Usually somebody is there who knows the rules, and you hear the basic idea and a few tips, and everybody agrees that we’ll all start playing and learn as we go. When is that sufficient, and when do you actually have to read the rules?
I think that reading and internalizing rules is an interesting skill. Does that skill help with mathematics—or is it just something (like number theory, Riley might agree) that gives you formal underpinnings but is not really essential to becoming mathematically powerful? Don’t know.
I made some curriculum having to do with this. Like many math teachers, I like NIM games, but I’ve gotten tired of explaining the rules. So I made NIM problems where groups also have to learn the rules without prior explanation.
This is one of those cooperative-learning deals where each group gets 4–6 cards that they deal out; each member can look only at their own cards; they can share the information; the group has a problem to solve. You’re probably familiar with the format.
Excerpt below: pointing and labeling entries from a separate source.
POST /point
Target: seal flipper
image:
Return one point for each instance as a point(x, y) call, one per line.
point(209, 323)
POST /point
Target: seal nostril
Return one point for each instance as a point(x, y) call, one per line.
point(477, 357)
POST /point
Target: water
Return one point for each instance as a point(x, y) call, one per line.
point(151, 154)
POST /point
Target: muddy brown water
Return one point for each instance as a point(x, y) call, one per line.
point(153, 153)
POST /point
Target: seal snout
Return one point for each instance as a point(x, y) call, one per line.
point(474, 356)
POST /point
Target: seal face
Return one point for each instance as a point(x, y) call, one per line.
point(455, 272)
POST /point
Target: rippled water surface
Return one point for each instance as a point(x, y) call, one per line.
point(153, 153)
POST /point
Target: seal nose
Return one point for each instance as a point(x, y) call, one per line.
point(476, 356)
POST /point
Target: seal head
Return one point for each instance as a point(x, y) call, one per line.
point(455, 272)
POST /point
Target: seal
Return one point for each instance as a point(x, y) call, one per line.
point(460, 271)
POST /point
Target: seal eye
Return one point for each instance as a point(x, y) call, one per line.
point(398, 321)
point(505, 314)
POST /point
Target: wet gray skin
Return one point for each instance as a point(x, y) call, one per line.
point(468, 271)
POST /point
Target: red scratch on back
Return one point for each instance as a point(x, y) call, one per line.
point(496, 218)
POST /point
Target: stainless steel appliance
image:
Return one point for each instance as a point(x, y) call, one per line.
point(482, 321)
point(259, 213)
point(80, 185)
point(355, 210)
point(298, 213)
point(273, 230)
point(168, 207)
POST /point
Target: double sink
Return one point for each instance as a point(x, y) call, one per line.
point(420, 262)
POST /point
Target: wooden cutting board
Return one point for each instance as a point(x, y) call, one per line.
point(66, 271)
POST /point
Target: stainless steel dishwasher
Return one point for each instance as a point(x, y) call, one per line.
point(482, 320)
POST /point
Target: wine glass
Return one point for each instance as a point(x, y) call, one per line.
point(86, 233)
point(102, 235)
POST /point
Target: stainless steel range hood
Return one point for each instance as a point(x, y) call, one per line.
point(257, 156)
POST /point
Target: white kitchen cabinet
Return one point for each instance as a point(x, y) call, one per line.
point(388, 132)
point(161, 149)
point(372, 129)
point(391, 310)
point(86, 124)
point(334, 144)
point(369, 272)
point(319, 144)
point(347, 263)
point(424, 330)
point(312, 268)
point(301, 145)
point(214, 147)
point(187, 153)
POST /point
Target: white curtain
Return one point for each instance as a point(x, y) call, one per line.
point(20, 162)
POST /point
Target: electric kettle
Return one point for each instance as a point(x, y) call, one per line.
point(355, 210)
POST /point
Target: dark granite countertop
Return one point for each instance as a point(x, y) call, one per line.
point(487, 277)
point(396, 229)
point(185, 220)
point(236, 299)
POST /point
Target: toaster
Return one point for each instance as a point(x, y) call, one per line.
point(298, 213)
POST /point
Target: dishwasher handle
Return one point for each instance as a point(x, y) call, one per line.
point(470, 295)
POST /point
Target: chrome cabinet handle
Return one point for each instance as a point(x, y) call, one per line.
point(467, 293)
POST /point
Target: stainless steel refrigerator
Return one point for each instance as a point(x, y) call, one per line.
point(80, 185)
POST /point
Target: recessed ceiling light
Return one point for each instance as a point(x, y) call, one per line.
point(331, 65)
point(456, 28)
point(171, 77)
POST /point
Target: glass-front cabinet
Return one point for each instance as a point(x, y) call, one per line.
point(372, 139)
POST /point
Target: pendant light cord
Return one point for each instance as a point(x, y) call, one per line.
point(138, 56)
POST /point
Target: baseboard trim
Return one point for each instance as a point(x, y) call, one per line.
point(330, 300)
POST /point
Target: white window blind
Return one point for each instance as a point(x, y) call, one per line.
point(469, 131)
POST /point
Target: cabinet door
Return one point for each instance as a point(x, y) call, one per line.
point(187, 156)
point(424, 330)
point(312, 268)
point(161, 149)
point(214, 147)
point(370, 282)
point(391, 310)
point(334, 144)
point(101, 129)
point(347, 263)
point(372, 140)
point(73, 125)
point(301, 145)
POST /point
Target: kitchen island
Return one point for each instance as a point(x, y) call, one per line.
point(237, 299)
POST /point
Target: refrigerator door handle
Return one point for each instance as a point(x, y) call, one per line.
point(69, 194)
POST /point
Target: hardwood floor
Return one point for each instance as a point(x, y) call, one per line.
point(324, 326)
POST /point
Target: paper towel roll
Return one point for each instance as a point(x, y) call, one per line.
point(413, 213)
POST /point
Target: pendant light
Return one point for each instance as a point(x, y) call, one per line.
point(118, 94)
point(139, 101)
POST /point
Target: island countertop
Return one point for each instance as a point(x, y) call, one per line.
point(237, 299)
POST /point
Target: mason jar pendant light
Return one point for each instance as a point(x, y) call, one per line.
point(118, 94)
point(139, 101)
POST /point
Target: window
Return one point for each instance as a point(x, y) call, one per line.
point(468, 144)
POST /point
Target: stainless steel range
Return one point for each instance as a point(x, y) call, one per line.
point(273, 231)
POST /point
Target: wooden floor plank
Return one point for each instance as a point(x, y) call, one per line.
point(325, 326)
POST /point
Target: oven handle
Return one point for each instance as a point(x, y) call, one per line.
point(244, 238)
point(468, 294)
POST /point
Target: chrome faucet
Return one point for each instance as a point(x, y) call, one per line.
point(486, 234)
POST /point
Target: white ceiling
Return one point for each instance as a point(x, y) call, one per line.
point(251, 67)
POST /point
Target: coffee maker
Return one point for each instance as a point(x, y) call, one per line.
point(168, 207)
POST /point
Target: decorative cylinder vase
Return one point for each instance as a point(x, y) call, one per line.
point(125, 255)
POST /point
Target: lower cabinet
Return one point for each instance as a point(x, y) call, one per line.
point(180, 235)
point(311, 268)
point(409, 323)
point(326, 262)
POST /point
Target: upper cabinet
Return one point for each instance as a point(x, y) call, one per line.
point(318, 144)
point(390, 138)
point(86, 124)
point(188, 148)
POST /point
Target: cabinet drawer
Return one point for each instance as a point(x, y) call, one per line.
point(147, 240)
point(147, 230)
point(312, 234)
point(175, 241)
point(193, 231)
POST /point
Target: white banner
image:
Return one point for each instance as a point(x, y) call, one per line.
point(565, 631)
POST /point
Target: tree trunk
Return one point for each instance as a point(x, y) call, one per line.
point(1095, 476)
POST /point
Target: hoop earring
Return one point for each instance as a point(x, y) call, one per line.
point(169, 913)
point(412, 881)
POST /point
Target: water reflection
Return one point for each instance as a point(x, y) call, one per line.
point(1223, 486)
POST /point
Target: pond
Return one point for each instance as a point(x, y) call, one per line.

In this case, the problem is to learn to play the game and figure out how to win. The image at right links to a pdf. Print it out, cut it up, and pass out the cards. Seems to work pretty well.
This is from United We Solve; I learned this NIM variant in Winning Ways.
A Best-Case Scenario 
I so much enjoy figuring out rules that it’s hard for me to separate that skill from the skill (and joy) of learning mathematics. I’m glad you wrote about this – I have a lot of theories about how to teach board and card games quickly, and have never really connected those with my classroom for some reason. Thanks!